Glory eye next A-League generation
Bas van den Brink talks youngsters at the from Glory's development squad. Pic: Football West.

Perth Glory’s future had a brief encounter with its present at McGillivray Oval yesterday when around 100 members of the A-League club’s development squad watched the first team in action.

The youngsters, aged between seven and 11, appeared more interested in meeting their heroes after the session than listening to the instructions barked to the senior players by coach Ian Ferguson and his assistant Stuart Munro.

But former Glory midfielder, Michael Garcia, who is a senior Summer Development Program coach, said the annual training visit was an important part of the program.

“These guys are all aspiring to become football players, so naturally seeing the first team guys do their thing is important,” said Garcia, whose younger brother Richard plays for Melbourne Heart. “They can see what the players are doing in a training environment.

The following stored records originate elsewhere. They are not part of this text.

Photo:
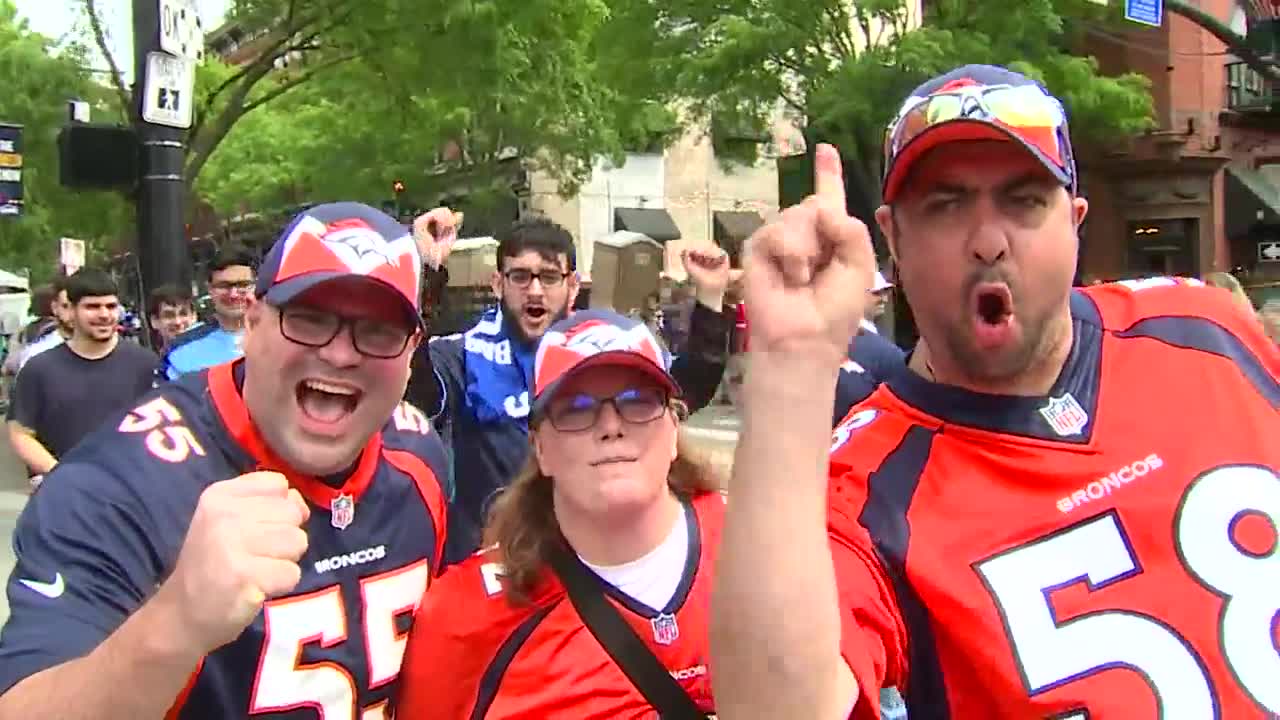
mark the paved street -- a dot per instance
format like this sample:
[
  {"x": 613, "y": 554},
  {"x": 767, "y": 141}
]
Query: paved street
[{"x": 714, "y": 431}]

“They’ll probably only take in a few minutes of what they see. But that’s OK. It’s more about exposing them to the elite environment and physically showing them that they could be on that park as well. So, it doesn’t seem like a dream; they can see it right in front of them.”

Although the SDP players have been drawn from Football West-run competitions, the program does not interfere with club commitments as it runs between the local junior league seasons.

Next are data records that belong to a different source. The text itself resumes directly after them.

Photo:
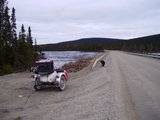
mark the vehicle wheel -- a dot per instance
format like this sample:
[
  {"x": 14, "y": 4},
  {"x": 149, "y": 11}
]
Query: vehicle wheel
[
  {"x": 62, "y": 84},
  {"x": 37, "y": 86}
]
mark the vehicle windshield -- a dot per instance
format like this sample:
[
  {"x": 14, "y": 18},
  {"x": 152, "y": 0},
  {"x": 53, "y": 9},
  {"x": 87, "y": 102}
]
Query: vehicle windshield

The program, in only its second year, was implemented by Glory’s community and development manager Callum Salmon.

At the senior level, Glory have been criticised for overlooking local talent, particularly after the departure of Australian youth international Jesse Makarounas to Melbourne Victory recently. And while it is likely to be many years before the SDP produces a first-team player, Garcia said the program’s value was already evident.

“After about the first three months of the program you could start seeing the players come on,” he said.

“The kids are improving naturally but being in a competitive environment creates more rapid development.

“The aim is to try to get players involved from seven or eight years old and try to build them up all the way through to the first team.”